Market meaning: There are tremendous implications for systems’ ambulatory footprint. Some existing assets, such as a market-blanketing primary care footprint, may no longer be needed; and some systems will identify asset gaps. The new front door may provide an efficient vehicle to increase a provider’s number of attributable and managed lives. So getting the footprint right will become increasingly important as more providers transition to value.
2) Connecting the new front door back to core medical homes will render a fully new experience, resetting consumer expectations.
Market meaning: Physicians and care teams must be ready to receive and operate in this environment. Performance metrics, compensation, and incentives will need to shift.
3) Providers have the chance to create a better experience for everybody – patients, physicians, and the care team – by enabling a seamless care experience.
Market meaning: Coordinating care is easy to say, hard to do. Systems have to get it right – connecting with and transferring information between the various new front door access points in order to create a truly integrated experience. Traditional health system thinking will be an encumbrance here; systems must start with consumers’ needs and hassles in mind.

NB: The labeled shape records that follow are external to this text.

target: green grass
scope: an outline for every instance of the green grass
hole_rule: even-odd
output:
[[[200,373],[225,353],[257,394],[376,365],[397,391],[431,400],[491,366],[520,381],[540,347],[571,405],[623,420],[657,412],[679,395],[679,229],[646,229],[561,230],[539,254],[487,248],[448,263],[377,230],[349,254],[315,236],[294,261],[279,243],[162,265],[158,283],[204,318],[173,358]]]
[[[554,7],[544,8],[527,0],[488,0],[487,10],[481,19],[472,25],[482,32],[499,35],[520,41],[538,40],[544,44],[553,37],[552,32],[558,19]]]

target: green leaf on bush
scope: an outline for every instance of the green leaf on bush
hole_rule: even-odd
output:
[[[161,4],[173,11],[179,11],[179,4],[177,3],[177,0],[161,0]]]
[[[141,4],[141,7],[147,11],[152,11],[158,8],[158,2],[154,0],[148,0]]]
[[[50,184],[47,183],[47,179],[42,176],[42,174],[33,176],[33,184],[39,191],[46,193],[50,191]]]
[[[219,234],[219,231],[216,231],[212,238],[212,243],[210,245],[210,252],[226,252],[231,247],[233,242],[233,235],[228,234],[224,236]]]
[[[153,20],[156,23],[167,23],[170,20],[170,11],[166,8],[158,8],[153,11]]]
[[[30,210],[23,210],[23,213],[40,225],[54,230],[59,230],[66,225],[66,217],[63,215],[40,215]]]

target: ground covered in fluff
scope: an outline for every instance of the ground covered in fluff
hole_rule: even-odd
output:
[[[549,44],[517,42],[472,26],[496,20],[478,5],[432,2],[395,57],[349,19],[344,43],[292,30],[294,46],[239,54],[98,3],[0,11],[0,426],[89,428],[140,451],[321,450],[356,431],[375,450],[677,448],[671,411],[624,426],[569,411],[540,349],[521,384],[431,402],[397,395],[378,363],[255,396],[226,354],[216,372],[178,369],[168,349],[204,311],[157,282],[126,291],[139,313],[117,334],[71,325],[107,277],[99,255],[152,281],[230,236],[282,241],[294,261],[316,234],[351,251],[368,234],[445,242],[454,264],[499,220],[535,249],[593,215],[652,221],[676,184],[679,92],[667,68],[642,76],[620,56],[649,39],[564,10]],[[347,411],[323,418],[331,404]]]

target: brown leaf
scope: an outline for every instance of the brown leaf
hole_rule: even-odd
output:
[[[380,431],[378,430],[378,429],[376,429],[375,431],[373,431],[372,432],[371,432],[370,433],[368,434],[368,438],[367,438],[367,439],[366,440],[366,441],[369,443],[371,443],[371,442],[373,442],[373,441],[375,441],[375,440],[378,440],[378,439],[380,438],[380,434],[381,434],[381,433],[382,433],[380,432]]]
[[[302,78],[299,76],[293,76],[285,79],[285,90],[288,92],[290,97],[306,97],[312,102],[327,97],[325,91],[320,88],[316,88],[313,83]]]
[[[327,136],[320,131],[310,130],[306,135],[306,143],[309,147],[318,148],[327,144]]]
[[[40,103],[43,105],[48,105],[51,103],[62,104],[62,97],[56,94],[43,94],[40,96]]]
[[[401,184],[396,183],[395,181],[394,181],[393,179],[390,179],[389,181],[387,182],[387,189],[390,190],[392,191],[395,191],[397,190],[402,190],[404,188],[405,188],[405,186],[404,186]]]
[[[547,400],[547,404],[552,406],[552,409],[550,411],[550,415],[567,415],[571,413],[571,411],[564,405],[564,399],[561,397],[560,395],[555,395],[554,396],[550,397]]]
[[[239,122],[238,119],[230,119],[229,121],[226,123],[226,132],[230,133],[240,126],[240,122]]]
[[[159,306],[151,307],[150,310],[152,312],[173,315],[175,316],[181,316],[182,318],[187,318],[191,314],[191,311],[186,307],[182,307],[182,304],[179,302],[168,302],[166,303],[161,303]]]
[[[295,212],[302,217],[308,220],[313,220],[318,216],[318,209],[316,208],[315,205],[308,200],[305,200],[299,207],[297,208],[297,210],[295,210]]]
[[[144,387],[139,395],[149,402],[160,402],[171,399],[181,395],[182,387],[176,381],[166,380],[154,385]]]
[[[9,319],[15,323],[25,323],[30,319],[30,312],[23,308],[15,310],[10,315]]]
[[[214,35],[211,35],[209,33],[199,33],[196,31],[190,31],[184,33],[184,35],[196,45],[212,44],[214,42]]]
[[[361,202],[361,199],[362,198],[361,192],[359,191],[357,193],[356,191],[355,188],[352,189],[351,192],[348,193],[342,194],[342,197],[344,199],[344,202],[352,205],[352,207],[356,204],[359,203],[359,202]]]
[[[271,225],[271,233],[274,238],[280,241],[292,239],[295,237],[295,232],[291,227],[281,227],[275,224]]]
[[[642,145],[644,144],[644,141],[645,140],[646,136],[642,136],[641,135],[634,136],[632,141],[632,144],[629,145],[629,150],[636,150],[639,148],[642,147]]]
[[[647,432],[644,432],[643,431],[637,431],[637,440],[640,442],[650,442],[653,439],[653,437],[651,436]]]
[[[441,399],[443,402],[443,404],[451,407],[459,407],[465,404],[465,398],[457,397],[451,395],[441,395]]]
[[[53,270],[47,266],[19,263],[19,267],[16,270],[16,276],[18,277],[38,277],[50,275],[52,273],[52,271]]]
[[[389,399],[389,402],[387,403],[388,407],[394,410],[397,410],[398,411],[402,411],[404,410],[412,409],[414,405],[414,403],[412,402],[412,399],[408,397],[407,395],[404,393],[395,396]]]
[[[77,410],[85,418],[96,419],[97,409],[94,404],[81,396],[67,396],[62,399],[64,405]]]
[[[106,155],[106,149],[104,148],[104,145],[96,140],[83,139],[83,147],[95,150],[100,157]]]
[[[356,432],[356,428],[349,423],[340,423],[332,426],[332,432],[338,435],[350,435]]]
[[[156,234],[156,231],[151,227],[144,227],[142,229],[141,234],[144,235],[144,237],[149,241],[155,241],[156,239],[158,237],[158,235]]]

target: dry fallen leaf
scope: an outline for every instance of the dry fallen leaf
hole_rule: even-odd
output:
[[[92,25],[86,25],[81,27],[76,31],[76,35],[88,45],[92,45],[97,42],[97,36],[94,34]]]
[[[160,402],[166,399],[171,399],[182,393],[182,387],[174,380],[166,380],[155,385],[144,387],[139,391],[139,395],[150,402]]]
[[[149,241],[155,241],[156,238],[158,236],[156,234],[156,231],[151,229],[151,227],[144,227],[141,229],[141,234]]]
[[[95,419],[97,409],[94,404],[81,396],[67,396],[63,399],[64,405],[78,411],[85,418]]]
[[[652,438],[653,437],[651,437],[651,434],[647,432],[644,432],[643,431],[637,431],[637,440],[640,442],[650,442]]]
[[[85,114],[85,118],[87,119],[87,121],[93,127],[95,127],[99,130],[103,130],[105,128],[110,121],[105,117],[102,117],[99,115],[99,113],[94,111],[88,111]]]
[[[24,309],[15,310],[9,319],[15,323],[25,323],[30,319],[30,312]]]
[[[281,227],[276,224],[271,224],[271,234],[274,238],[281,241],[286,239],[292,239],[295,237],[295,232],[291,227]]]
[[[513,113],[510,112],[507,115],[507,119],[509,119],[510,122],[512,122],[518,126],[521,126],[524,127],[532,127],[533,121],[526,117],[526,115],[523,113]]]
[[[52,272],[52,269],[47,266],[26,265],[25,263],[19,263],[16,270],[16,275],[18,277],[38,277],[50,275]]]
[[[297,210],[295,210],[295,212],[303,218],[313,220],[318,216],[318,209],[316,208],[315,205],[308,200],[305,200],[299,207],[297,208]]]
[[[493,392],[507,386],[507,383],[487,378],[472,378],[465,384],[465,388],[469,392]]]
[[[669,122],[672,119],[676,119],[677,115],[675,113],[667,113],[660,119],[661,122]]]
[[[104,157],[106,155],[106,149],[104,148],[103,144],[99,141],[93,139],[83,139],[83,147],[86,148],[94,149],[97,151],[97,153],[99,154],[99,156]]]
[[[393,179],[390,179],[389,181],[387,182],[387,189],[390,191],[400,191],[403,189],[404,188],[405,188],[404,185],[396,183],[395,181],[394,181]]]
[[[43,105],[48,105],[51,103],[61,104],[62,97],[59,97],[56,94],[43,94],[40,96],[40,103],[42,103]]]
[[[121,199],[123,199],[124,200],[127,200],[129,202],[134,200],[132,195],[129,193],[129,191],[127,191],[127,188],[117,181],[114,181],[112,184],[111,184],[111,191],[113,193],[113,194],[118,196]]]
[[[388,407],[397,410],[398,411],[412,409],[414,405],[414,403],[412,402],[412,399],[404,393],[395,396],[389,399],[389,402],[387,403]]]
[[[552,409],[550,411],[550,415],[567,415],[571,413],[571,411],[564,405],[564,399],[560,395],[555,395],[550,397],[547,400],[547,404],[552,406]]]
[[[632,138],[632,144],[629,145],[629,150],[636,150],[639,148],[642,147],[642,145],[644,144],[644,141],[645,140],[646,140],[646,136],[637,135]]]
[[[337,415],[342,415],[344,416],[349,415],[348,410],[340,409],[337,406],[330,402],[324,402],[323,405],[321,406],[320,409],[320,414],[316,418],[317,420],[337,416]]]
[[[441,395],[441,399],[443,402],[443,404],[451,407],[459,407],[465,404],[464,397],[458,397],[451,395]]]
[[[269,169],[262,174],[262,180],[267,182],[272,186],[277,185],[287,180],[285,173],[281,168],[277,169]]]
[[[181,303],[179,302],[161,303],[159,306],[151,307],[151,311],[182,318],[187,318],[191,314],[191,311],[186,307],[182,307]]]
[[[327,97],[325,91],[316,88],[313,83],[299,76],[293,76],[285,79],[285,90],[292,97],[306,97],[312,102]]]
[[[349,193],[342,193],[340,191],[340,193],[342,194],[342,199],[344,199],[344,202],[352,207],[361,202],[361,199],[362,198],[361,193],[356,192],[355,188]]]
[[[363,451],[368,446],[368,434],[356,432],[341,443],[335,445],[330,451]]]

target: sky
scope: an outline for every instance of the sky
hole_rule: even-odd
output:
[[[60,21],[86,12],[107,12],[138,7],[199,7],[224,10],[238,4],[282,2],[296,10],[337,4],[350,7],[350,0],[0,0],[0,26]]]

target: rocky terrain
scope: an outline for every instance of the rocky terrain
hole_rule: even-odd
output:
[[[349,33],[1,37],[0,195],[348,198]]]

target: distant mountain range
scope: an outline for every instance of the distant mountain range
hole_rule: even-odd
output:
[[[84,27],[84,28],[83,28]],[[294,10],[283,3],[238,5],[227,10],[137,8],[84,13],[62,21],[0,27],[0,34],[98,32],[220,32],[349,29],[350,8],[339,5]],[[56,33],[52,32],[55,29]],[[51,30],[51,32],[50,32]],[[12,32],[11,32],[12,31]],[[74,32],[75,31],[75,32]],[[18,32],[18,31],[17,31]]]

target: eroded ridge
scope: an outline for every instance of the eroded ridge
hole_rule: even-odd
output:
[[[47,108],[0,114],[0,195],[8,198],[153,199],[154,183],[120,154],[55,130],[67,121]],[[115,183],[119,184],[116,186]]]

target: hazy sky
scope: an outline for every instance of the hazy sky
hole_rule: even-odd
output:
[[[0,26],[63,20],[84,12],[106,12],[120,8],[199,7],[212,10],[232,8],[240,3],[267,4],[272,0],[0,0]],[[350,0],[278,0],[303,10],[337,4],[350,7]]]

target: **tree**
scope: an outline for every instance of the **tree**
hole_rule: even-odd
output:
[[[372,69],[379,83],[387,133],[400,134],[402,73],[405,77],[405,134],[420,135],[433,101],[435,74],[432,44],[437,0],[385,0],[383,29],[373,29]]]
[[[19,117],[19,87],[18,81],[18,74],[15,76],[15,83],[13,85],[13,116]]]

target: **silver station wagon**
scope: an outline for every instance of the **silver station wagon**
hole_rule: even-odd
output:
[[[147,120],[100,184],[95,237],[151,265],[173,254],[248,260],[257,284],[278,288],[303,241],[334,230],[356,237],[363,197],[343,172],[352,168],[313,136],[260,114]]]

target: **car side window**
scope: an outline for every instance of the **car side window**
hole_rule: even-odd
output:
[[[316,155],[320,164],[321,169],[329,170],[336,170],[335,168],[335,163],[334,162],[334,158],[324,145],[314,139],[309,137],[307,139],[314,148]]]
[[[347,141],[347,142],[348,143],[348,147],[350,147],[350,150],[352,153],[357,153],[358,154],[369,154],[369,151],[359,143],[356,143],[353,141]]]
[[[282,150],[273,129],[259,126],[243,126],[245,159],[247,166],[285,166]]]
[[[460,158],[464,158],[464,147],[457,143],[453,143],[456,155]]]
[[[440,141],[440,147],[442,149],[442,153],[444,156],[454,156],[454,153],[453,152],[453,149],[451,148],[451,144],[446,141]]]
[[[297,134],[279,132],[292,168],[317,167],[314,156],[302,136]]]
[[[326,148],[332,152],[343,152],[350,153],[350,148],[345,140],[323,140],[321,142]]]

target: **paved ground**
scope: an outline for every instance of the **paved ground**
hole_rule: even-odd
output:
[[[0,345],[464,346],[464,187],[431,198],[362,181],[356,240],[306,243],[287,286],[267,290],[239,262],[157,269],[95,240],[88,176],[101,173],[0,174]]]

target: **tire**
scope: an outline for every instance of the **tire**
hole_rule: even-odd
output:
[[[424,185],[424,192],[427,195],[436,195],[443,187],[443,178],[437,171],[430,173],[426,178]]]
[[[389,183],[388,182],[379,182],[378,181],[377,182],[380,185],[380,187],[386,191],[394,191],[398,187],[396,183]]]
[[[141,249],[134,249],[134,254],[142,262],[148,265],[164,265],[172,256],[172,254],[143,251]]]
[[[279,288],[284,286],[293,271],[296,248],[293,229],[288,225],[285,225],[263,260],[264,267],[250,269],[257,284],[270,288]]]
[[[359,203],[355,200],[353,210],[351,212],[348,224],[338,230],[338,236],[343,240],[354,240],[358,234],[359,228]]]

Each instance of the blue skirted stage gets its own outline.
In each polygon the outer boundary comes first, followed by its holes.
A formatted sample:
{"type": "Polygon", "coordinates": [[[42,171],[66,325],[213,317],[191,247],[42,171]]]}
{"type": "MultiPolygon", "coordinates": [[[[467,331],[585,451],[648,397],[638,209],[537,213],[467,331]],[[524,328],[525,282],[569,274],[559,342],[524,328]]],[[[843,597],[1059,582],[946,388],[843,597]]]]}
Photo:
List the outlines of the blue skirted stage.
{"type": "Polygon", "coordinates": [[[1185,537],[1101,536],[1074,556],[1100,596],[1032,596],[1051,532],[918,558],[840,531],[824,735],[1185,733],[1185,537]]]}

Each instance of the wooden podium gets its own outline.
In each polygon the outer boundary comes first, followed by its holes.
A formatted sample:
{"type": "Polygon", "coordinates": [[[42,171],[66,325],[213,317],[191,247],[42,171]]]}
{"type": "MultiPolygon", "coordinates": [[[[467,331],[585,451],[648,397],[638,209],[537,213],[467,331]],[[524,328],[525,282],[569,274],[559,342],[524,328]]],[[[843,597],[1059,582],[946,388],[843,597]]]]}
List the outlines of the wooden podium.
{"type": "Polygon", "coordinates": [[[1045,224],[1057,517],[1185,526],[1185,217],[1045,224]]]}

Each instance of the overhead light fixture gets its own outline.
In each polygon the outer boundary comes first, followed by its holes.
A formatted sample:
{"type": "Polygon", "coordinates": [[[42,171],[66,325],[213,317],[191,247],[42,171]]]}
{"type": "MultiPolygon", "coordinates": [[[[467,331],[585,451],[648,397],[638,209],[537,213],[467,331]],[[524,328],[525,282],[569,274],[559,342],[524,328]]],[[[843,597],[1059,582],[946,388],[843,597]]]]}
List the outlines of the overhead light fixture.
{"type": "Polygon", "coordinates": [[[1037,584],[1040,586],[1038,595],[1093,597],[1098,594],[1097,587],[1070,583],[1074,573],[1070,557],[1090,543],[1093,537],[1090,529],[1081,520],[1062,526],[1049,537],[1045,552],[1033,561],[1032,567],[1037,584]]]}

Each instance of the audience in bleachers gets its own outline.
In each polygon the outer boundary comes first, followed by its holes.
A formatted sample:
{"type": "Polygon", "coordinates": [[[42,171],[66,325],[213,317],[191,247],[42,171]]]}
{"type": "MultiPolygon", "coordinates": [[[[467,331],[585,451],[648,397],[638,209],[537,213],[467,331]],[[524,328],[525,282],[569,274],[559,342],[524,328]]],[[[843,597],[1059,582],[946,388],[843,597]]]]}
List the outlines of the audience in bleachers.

4) Providers wield a tremendous advantage in that they already have consumers’ trust. (Some consumers say they would use retail care only if it were affiliated with a local hospital or provider.)
Market meaning: In order to capitalize on that legacy brand-position, providers must move quickly and determine how they will monetize the brand + quality + trust advantage. As they do, they must recognize they are now operating in an arena driven by consumer expectations; what might have passed for customer service in the traditional arena won’t fly in the new, consumer-centric front door.
5) Expansion to virtual channels will allow systems to unlock trapped delivery-system capacity (think Uber), fully resetting patient expectations, and the interaction and engagement model that systems can use to more proactively support patient needs.
Market meaning: Introducing this in a manner that (1) meets with consumer/patient readiness, and (2) that can be effectively resourced (staffed) will be key to creating traction toward a magnetic and impactful experience.